The next step after selecting a learning algorithm is its training. This involves adjusting the model to minimize the error of the output using the values of the data provided as a ground truth (i.e., training), and a second step where the trained model is exposed to ―unseen‖ data to assess its performance (i.e., validation). The relevance of a high-quality dataset cannot be overestimated, since problems related to training on suboptimal datasets are numerous. One example is the result of training on an unbalanced dataset, which can lead to unreliable results (Chawla et al., 2004), which may have been the case in a study by Tran et al.
In this study, the high proportion of embryos with negative outcomes outweighed those with positive outcomes, resulting in a deeply unbalanced dataset, perhaps not representative of the problem, which in turn led to an almost unrealistic performance (area under the ROC curve of 0.93) (Tran et al., 2019; Kan-Tor et al., 2020a).

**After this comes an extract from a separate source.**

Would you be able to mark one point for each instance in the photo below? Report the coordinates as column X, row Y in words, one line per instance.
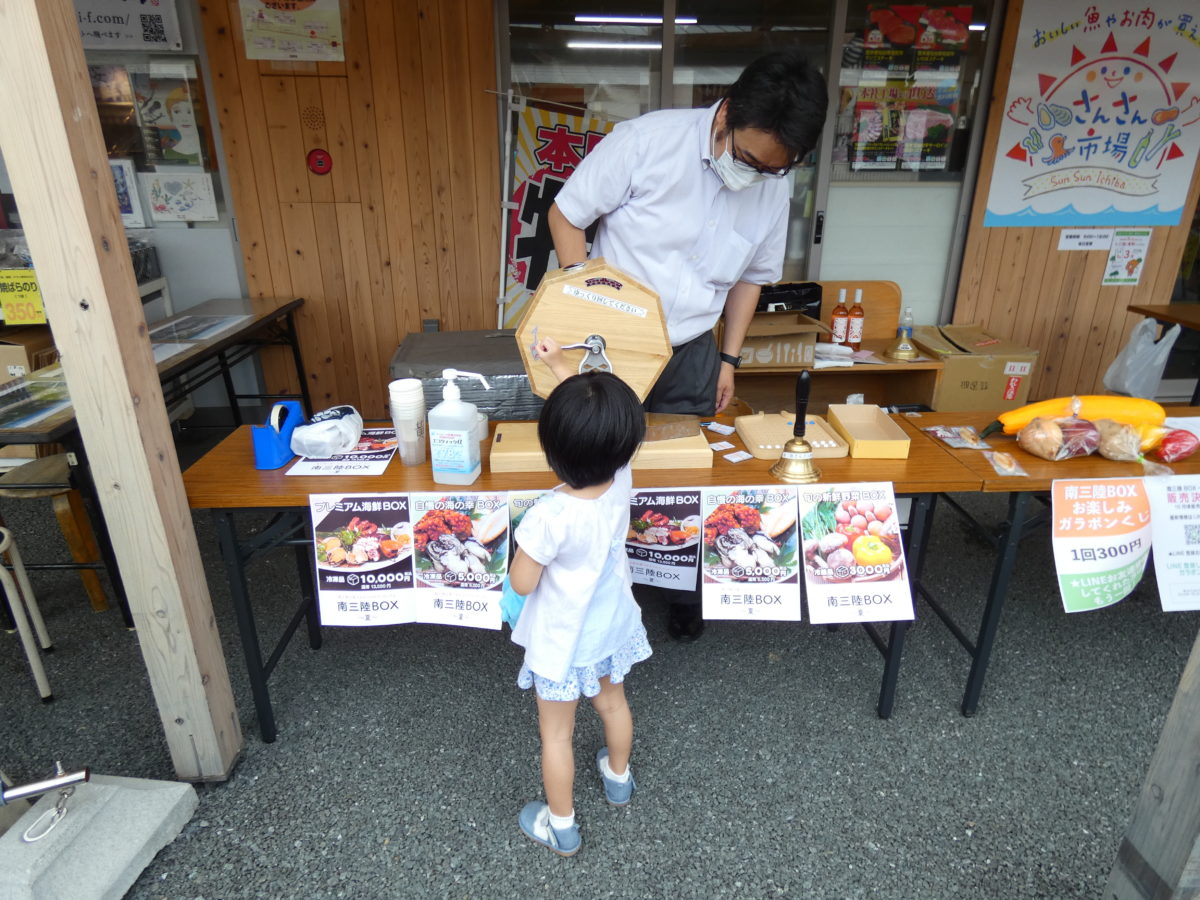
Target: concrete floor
column 405, row 754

The size of a dataset is also relevant. However, encountering high-quality and large datasets is uncommon in the field of reproductive medicine due to a lack of standardization in data collection and storage, the routine use of manual annotations, and the challenges related to data sharing (Hickman et al., 2020; Curchoe 2021). There are, however, strategies to optimize a dataset’s size.

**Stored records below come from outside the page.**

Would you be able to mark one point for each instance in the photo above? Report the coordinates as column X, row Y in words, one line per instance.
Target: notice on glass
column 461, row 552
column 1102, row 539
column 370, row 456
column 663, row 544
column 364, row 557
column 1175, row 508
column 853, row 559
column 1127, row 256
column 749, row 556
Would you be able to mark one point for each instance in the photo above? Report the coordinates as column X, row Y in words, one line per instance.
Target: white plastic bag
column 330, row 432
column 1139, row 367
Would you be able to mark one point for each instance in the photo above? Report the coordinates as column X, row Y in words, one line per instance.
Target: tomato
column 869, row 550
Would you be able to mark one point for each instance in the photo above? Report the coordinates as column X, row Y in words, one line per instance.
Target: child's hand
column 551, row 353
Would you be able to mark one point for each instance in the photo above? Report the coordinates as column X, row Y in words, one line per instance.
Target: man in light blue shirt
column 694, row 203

Examples include the recourse to data augmentation made by VerMileya et al., where images in their training set were subjected to manipulations (e.g., rotations, reflections, jitter) (VerMileya et al., 2020; Kanakasabapathy et al., 2021), allowing the training examples to multiply without a real increase in the size of the dataset. In this context, the use of synthetic data seems a promising tool to generate large, diverse, representative, and balanced datasets without the constrains of accessing analog clinical data.
Still, understanding its inherent challenges will become paramount to making best use of this attractive approach (Chen et al., 2021). Another proposed solution to approach a limited-sized dataset is a top-down feature extraction (ChavezBadiola et al., 2020a), which relies on the use of customized feature extractors designed with knowledge of the problem, as opposed to CNNs, which require a lot of data to determine the feature extractors to use (bottom-up approach).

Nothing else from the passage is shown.